DataPipe

FAQ

How do I use DataPipe?

DataPipe serves as a connection between an experiment and the Open Science Framework. To use DataPipe, you will need to use a webhost to get your experiment online (e.g., GitHub Pages) and then add some code to your experiment to send data to DataPipe. You will also need to have an OSF account to store the data and create an authorization token on the OSF to allow DataPipe to write data to your OSF account. Our getting started guide has more information about how to use DataPipe.

Will DataPipe host my experiment?

No, you will need to use a different service to make the experiment available online. The benefit of using this service is that you do not need to configure any of the backend/server components of an experiment, so you can use a provider like GitHub Pages to host the experiment for free.

This guide on GitHub Pages describes how to set up a free website using their service. In the guide, select "project site" and "start from scratch" and follow the guide to get an experiment hosted quickly.

Will DataPipe store my data?

Not directly. DataPipe helps you store your data on the Open Science Framework. When you use DataPipe, the data is routed through our service to (optionally) perform validation and then we send it to the OSF. DataPipe does not store a copy of the data.

How much does it cost?

DataPipe is free to use.

Why is DataPipe free?

The expensive parts of hosting an experiment are providing storage and bandwidth for the experiment files and data. Fortunately there are providers who are willing to do both of these things for free. GitHub (and others) will host a website for free and the Open Science Framework will store data for free. Unfortunately these providers are not directly connected to each other, so that is what we are trying to solve. DataPipe is a very lightweight (i.e., cheap) service that makes it easy to link a hosting provider with a data storage provider.

How expensive is it to run DataPipe?

We host DataPipe using Google Firebase, so the cost of DataPipe depends on how much usage it gets. Currently our resource consumption is less than $1 per month. Once we have been up and running for a while we will post more information about how much it costs to run the service. We have funding reserves in the Open Collective account for jsPsych development to sustain this serivce. Our goal is to provide transparent information about our costs and our available funds to run the service so you can determine whether we are likely to be able to keep the service running. We are grateful for donations to help keep the service running. If you donate a few dollars to our account you should cover the lifetime cost of providing this service to you.

Who can see the data that I collect using DataPipe?
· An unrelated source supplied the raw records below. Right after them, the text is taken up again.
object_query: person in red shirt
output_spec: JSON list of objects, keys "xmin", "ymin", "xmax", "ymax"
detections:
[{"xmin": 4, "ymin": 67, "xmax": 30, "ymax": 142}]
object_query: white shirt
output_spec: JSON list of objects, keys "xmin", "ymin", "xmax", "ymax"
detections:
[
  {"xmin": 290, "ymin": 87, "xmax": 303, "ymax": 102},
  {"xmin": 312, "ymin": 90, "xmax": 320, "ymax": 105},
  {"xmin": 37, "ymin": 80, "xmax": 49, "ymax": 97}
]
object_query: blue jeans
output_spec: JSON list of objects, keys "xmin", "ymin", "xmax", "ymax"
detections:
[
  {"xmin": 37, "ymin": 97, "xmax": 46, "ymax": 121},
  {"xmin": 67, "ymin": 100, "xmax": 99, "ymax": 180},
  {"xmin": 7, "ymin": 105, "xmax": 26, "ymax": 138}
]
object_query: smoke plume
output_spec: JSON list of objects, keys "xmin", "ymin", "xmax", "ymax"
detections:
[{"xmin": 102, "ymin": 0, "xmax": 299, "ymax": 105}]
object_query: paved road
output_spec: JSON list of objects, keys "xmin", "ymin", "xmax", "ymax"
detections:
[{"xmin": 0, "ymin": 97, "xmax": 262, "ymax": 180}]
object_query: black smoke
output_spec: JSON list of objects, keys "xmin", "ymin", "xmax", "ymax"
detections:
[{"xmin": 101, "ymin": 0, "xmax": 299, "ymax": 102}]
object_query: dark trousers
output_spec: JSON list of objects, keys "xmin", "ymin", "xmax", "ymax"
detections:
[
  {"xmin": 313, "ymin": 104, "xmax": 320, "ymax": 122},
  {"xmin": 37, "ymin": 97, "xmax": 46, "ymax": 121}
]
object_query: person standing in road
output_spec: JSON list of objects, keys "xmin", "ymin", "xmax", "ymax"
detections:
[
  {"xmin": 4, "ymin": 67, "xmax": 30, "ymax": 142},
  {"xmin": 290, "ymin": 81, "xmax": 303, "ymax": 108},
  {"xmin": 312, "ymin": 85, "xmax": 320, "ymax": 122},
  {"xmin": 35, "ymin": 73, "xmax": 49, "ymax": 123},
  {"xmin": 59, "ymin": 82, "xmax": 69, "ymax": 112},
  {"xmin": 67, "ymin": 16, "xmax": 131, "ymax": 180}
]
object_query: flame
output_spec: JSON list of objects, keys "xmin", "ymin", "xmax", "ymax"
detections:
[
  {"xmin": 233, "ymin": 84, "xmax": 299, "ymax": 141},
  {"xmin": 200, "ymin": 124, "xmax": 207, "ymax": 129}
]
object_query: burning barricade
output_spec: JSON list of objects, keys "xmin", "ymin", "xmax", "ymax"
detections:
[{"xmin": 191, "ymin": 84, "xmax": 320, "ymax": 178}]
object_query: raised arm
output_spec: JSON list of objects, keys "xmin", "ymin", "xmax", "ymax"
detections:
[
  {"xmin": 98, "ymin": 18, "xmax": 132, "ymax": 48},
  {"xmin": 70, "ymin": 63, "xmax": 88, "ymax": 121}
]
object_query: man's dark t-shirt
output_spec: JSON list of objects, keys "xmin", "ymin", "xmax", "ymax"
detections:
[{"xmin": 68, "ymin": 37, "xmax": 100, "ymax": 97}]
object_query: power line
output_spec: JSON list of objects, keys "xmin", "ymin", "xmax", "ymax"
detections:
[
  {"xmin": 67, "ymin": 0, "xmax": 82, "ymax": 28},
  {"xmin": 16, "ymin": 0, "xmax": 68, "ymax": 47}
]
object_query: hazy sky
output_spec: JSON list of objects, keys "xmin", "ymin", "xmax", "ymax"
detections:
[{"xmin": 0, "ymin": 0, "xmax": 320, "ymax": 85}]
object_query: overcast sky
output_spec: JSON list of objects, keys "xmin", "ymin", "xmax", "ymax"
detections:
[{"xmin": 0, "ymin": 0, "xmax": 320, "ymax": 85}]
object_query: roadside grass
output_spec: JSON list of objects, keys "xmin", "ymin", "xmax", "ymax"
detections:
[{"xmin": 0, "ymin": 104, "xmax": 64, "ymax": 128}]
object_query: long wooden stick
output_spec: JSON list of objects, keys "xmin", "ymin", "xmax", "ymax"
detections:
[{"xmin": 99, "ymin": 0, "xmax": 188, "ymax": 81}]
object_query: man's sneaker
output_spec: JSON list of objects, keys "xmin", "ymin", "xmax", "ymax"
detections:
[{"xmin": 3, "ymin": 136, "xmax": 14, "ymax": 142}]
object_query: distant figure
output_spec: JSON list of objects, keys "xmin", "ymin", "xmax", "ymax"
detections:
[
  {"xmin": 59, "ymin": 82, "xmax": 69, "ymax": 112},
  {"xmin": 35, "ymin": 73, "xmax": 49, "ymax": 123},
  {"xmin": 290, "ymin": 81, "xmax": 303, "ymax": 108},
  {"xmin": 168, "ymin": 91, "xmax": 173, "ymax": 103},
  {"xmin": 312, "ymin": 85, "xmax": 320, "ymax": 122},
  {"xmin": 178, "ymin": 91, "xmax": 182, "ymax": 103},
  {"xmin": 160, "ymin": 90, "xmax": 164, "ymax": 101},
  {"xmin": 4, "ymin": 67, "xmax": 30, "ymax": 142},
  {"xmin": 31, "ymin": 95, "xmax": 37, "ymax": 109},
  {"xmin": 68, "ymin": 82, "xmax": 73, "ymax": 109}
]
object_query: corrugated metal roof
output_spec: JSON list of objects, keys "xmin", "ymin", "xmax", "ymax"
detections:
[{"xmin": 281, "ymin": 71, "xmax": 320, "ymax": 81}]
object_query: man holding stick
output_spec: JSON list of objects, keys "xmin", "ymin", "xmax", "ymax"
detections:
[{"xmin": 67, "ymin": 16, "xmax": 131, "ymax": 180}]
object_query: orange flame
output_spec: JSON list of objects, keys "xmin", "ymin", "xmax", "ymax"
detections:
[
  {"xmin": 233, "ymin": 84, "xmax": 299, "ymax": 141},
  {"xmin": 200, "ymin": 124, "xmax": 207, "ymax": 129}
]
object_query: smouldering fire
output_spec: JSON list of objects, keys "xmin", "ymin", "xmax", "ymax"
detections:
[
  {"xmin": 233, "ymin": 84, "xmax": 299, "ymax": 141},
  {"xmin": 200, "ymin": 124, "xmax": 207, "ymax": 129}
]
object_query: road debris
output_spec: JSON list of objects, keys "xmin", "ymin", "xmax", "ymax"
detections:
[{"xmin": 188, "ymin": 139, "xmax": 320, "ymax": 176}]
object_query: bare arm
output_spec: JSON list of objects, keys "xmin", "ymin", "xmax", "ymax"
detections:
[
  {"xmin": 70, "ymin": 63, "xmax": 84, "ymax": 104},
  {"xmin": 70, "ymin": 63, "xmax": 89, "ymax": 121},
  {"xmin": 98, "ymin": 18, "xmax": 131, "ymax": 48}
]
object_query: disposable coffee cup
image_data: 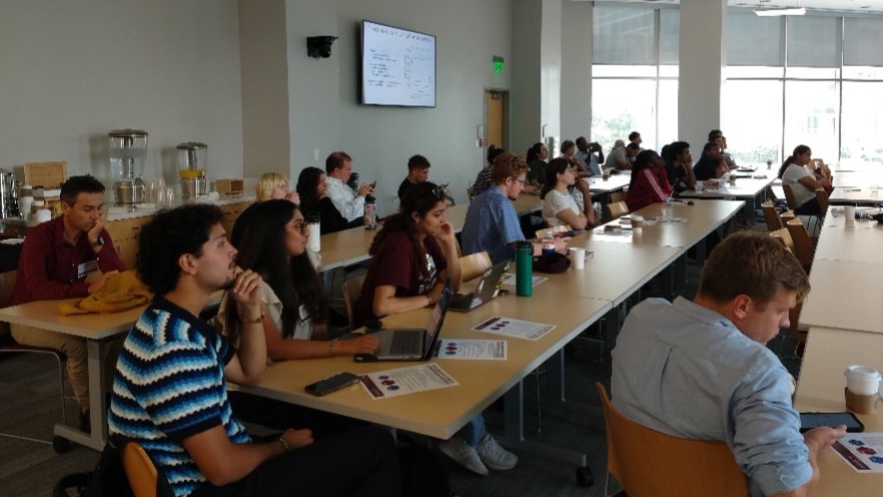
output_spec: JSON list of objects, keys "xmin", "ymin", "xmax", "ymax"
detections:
[
  {"xmin": 35, "ymin": 209, "xmax": 52, "ymax": 223},
  {"xmin": 570, "ymin": 247, "xmax": 586, "ymax": 269},
  {"xmin": 843, "ymin": 205, "xmax": 855, "ymax": 226},
  {"xmin": 844, "ymin": 365, "xmax": 880, "ymax": 395}
]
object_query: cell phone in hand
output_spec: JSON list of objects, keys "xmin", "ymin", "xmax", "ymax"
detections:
[{"xmin": 304, "ymin": 371, "xmax": 359, "ymax": 397}]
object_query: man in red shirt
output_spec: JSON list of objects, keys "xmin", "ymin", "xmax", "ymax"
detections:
[{"xmin": 10, "ymin": 175, "xmax": 125, "ymax": 431}]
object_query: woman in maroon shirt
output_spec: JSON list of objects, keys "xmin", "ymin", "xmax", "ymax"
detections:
[
  {"xmin": 356, "ymin": 182, "xmax": 460, "ymax": 323},
  {"xmin": 625, "ymin": 150, "xmax": 671, "ymax": 212}
]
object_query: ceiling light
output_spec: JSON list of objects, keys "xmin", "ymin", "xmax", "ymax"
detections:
[{"xmin": 754, "ymin": 7, "xmax": 806, "ymax": 17}]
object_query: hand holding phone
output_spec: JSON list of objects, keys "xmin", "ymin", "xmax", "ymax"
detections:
[{"xmin": 305, "ymin": 371, "xmax": 359, "ymax": 397}]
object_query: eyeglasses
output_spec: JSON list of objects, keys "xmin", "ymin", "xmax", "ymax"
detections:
[{"xmin": 432, "ymin": 183, "xmax": 448, "ymax": 200}]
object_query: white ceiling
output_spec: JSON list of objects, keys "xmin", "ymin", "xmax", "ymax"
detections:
[{"xmin": 608, "ymin": 0, "xmax": 883, "ymax": 13}]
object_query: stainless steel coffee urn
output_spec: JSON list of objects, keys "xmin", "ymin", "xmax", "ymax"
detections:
[
  {"xmin": 178, "ymin": 142, "xmax": 208, "ymax": 200},
  {"xmin": 107, "ymin": 129, "xmax": 147, "ymax": 206}
]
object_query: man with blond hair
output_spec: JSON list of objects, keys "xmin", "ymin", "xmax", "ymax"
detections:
[
  {"xmin": 462, "ymin": 152, "xmax": 567, "ymax": 264},
  {"xmin": 611, "ymin": 231, "xmax": 846, "ymax": 497}
]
The data that you send to DataPipe are not stored anywhere on our servers and we do not log any information about the data when it is sent. If your OSF component that receives the data is private, then you have full control over who can see the data. If your OSF component is public, then anyone can see the data.

What are the risks of using DataPipe and how can I mitigate them?

There are a few risks that you should be aware of before using DataPipe.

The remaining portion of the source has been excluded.